In this assignment, we’ll use the “swiss” dataset available in R. This dataset gives us information about different aspects of Swiss provinces in the late 1800s. We’ll look at how factors like farming, education, and religion relate to fertility rates. Using a method called multiple regression.
To begin, we’ll load the dataset. After loading the dataset, we’ll explore its structure and then check summary statistics.
# Load the dataset
data(swiss)
# Explore the structure of the dataset
str(swiss)
## 'data.frame': 47 obs. of 6 variables:
## $ Fertility : num 80.2 83.1 92.5 85.8 76.9 76.1 83.8 92.4 82.4 82.9 ...
## $ Agriculture : num 17 45.1 39.7 36.5 43.5 35.3 70.2 67.8 53.3 45.2 ...
## $ Examination : int 15 6 5 12 17 9 16 14 12 16 ...
## $ Education : int 12 9 5 7 15 7 7 8 7 13 ...
## $ Catholic : num 9.96 84.84 93.4 33.77 5.16 ...
## $ Infant.Mortality: num 22.2 22.2 20.2 20.3 20.6 26.6 23.6 24.9 21 24.4 ...
# Check summary statistics
summary(swiss)
## Fertility Agriculture Examination Education
## Min. :35.00 Min. : 1.20 Min. : 3.00 Min. : 1.00
## 1st Qu.:64.70 1st Qu.:35.90 1st Qu.:12.00 1st Qu.: 6.00
## Median :70.40 Median :54.10 Median :16.00 Median : 8.00
## Mean :70.14 Mean :50.66 Mean :16.49 Mean :10.98
## 3rd Qu.:78.45 3rd Qu.:67.65 3rd Qu.:22.00 3rd Qu.:12.00
## Max. :92.50 Max. :89.70 Max. :37.00 Max. :53.00
## Catholic Infant.Mortality
## Min. : 2.150 Min. :10.80
## 1st Qu.: 5.195 1st Qu.:18.15
## Median : 15.140 Median :20.00
## Mean : 41.144 Mean :19.94
## 3rd Qu.: 93.125 3rd Qu.:21.70
## Max. :100.000 Max. :26.60
Next, we will fit a multiple regression model to the “swiss” dataset, aiming to predict fertility rates using agricultural, educational, and religious variables, along with an interaction term between agriculture and Catholicism. Then, we’ll print a summary of the model’s findings.

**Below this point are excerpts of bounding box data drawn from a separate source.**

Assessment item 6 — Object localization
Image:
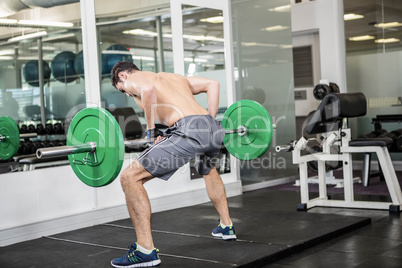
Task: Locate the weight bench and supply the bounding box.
[277,93,402,213]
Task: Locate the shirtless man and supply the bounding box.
[112,62,236,267]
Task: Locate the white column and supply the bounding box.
[80,0,101,107]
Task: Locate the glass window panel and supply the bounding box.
[344,0,402,160]
[95,0,173,138]
[0,3,85,164]
[232,0,297,185]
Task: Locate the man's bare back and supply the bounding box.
[130,72,208,126]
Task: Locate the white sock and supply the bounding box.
[137,244,153,254]
[221,222,233,229]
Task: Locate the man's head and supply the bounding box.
[111,61,140,88]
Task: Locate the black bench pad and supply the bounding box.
[349,138,393,147]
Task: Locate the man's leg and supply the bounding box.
[120,160,155,250]
[204,168,232,226]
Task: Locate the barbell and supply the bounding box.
[1,100,275,187]
[0,116,38,160]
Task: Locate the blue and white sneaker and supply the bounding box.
[112,243,161,268]
[212,224,237,240]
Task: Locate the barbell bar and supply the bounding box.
[44,100,274,187]
[0,100,275,187]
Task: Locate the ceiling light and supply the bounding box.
[123,29,224,42]
[42,33,77,42]
[28,46,56,51]
[349,35,375,41]
[374,38,400,43]
[261,25,289,32]
[0,49,15,56]
[184,58,208,62]
[133,56,155,61]
[0,56,14,60]
[241,42,278,47]
[7,31,47,42]
[343,13,364,20]
[123,29,158,36]
[0,19,18,24]
[200,16,223,23]
[182,34,225,42]
[18,20,74,28]
[268,5,290,12]
[374,21,402,28]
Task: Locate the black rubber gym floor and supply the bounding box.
[0,190,371,268]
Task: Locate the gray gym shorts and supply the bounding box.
[137,115,225,180]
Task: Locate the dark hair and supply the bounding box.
[111,61,140,87]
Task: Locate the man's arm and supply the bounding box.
[186,77,220,118]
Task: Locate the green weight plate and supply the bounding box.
[67,108,124,187]
[0,116,20,159]
[222,100,273,160]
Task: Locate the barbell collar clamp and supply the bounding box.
[36,142,96,159]
[20,133,38,139]
[0,133,38,141]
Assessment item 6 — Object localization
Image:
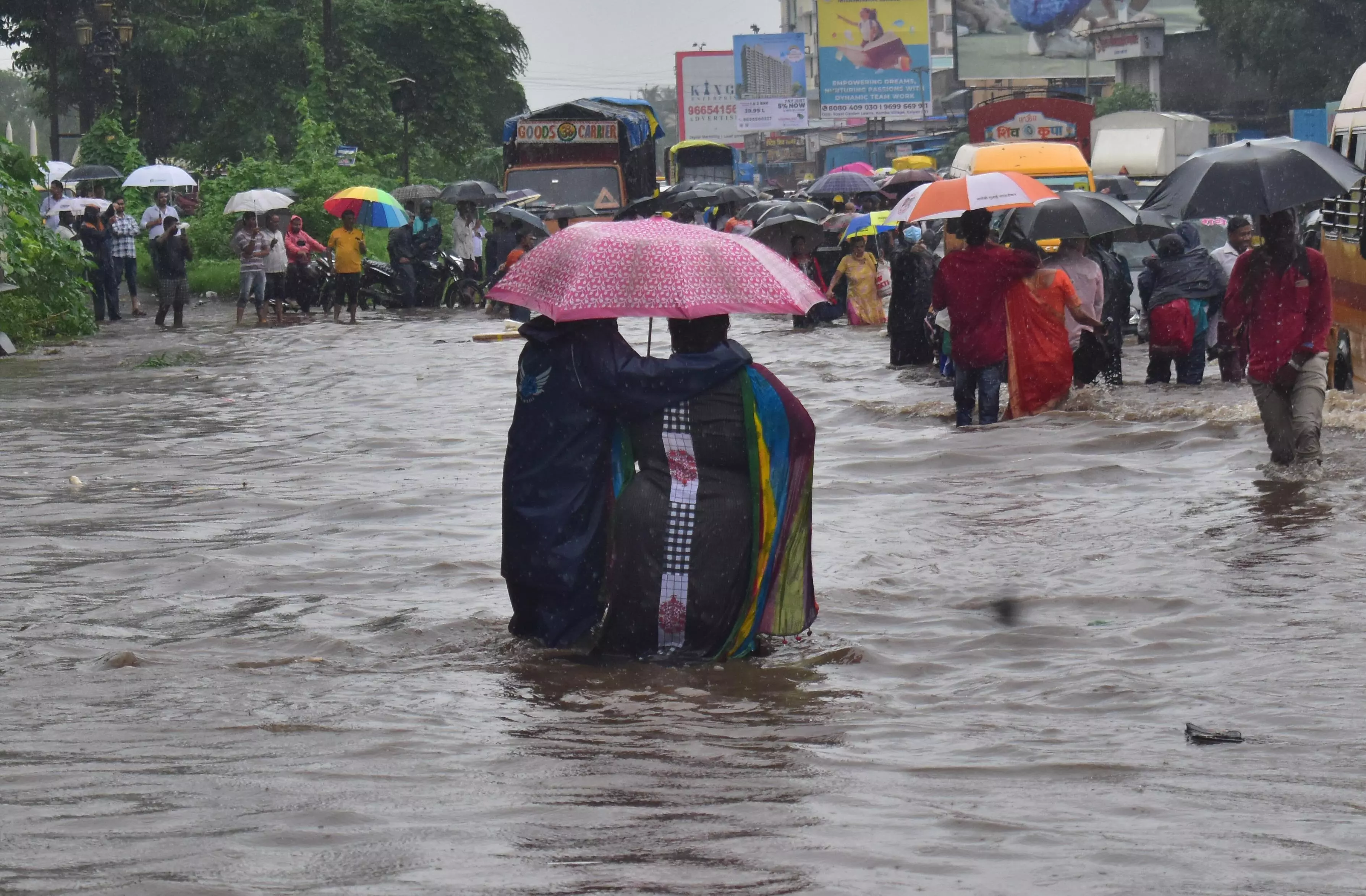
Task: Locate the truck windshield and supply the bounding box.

# Fit the multiple regression model
model <- lm(Fertility ~ Agriculture + Education + I(Education^2) + Catholic + Agriculture:Catholic, data = swiss)
# Print the summary of the model
summary(model)
##
## Call:
## lm(formula = Fertility ~ Agriculture + Education + I(Education^2) +
## Catholic + Agriculture:Catholic, data = swiss)
##
## Residuals:
## Min 1Q Median 3Q Max
## -16.136 -6.214 1.376 5.712 14.437
##
## Coefficients:
## Estimate Std. Error t value Pr(>|t|)
## (Intercept) 84.1518268 6.5838484 12.782 6.88e-16 ***
## Agriculture -0.1832766 0.0934643 -1.961 0.0567 .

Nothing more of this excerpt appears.